Secondo la Banca Mondiale, il 20% dell’inquinamento idrico attuale deriva da tinture e trattamenti dei tessili. Inoltre i tessuti sintetici e i materiali plastici di cui sono fatti molti capi fast fashion quando vengono lavati in lavatrice rilasciano una massa enorme di microplastiche: è stato calcolato che l’industria della moda sia responsabile del 35% di tutte le microplastiche trovate in mari e oceani, persino nel mar Glaciale Artico. Ma l’obiettivo piú importante dell’Agenda 2030, ritenuto disatteso dalla fast fashion, riguarda il lavoro dignitoso, un diritto riconosciuto dalla Dichiarazione dei Diritti Umani del 1948.

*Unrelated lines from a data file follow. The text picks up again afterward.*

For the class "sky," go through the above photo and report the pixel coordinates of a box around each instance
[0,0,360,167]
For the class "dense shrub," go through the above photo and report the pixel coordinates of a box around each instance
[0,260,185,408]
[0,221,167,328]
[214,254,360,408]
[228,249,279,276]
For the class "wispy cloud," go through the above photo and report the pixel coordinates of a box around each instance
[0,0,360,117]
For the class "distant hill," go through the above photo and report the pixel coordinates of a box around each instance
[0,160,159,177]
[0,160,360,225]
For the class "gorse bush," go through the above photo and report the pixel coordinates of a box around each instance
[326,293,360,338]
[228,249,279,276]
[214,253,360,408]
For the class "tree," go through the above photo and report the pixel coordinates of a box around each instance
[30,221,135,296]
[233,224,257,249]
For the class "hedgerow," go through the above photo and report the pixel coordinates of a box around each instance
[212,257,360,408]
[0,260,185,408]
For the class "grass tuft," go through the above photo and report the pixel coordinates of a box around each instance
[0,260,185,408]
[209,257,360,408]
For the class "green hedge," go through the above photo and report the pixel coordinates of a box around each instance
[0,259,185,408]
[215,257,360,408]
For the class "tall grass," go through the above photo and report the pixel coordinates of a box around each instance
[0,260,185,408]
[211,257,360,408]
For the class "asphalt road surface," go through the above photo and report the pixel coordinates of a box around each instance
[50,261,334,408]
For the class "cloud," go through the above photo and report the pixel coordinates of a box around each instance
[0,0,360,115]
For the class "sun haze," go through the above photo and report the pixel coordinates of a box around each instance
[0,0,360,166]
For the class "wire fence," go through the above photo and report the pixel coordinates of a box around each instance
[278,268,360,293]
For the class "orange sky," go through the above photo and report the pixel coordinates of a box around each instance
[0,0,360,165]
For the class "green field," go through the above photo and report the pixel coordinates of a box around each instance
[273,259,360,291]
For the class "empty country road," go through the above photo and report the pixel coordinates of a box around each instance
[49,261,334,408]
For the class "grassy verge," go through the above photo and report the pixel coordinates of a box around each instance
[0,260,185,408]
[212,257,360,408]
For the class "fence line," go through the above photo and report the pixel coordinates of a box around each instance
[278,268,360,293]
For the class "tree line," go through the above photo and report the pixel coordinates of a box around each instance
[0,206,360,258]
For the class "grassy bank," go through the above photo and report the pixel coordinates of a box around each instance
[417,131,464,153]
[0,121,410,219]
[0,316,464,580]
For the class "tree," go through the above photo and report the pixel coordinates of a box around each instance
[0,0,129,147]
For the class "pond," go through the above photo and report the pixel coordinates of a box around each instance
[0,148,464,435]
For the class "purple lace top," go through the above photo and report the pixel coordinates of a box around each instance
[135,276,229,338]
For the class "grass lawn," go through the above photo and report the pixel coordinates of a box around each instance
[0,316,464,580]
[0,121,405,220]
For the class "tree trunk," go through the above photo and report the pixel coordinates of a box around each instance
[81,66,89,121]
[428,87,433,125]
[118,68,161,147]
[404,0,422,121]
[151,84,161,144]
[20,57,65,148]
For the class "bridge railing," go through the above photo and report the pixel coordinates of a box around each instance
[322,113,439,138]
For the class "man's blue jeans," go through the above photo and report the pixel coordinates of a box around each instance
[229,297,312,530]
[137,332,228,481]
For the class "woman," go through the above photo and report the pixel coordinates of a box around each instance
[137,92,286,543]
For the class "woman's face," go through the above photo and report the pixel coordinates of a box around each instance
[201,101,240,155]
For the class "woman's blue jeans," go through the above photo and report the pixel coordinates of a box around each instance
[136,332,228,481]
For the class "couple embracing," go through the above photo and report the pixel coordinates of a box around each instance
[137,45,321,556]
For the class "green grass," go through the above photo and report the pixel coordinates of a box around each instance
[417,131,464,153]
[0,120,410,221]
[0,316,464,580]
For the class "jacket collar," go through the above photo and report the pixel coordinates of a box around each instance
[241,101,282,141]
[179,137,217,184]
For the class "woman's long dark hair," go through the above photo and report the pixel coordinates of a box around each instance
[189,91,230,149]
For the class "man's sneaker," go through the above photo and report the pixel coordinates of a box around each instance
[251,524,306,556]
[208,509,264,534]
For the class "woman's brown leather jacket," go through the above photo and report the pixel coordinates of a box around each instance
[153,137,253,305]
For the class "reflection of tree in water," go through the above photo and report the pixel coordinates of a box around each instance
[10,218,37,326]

L’ottimizzazione di ogni aspetto produttivo compreso quello umano comporta paghe irrisorie – il record spetta ai lavoratori del Bangladesh con 50 euro al mese – nessuna tutela sindacale, assenza di contratti, lavoro minorile, sfruttamento di quello femminile in luoghi di lavoro spesso malsani e non sicuri. A questo proposito si cita quello che è considerato il piú grave incidente sul lavoro della storia: il crollo del Rana Plaza avvenuto il 24 aprile 2013 a sud di Dacca, capitale del Bangladesh. Si trattava di una struttura di otto piani adibita a industria tessile per molti brand occidentali, oltre che a banche, negozi, appartamenti. Il crollo era stato annunciato nei giorni precedenti dalla comparsa di crepe che avevano portato alla chiusura di tutte le attività ma non di quelle tessili. Morirono 1134 persone, altre 2515 furono estratte ferite dalle macerie. Da allora ogni 24 aprile si celebra il Fashion Revolution Day, una giornata di sensibilizzazione su come vengono prodotti i vestiti che molti di noi, me compresa, acquistiamo e indossiamo pensando solo al nostro piccolo tornaconto economico.